Technically you are supposed to ferment tomato seeds before drying and saving them. The fermentation process removes the germination-inhibiting gel which covers the seeds and also helps prevent future diseases. Fermenting requires taking the tomato pulp and mixing with water and putting it up in a jar until moldy before removing the sees. Or you can do what I do and find those tomatoes that the squirrels have already taken a bite out of and left to rot on the ground. Either way is pretty yucky–you know it has fermented when there is a fine white mold on the pulp. Then just wash off the seeds and dry on a paper towel. I don’t worry that the seeds stick to the paper as long as I separate them enough because next spring when I plant them it is just as easy to cut out little squares of paper with the seed and plant the whole thing together. In fact this makes it easier to see the seed and know that you have only planted one seed per pot.
These are super easy, just let the peppers dry on the plant and remove the now-dried (brown) seeds.
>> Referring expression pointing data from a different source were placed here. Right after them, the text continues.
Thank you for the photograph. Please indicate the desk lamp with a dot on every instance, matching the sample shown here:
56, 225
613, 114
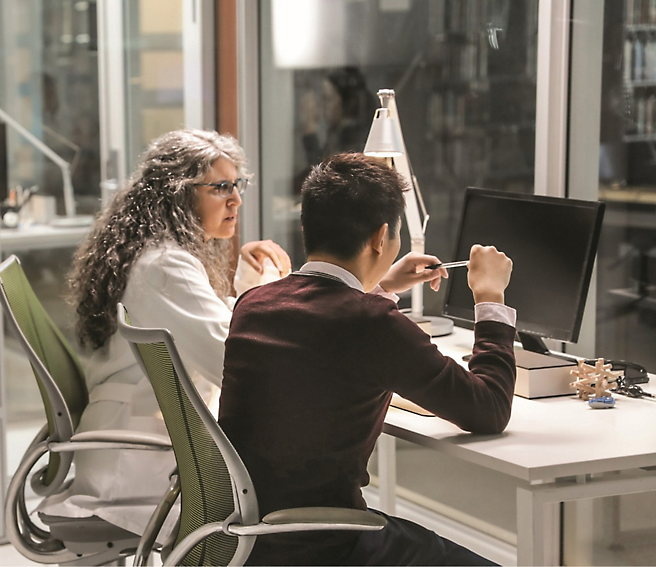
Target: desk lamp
64, 166
386, 141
If you are harvesting hot peppers be careful to wash your hands thoroughly or you will be sorry, especially if you end up wiping your eyes!!
This is another seed that technically should first be fermented. Or you can do what I do and wait until after Halloween is long over and take those now squishy, rotting pumpkins and throw them somewhere will they will happily decompose (but not freeze) over the winter (such as behind the compost or near the house). Next year you will find the little buggers happily sprouting and if you are not fast enough transplanting them you will soon have huge pumpkin vines trailing over your lawn.
Of course you can try saving seeds from many other veggies but consult the handbook because a plant like cucumber tends to cross-pollinate between varieties and if you grow more than one you have to keep them separated to gather seeds true to either variety (this isn’t really practical in the average garden.) Also, I have found many types of greens, grains and flowers self-seed and I no longer bother saving the seeds. I just till the soil in the spring to give them a little light and air and before you know it there are tiny mustard-greens, amaranth, echinacea and rudebeckia growing all over the garden. Now the only job is to transplant the seedlings elsewhere or find someone to take them–but that’s a discussion for next spring.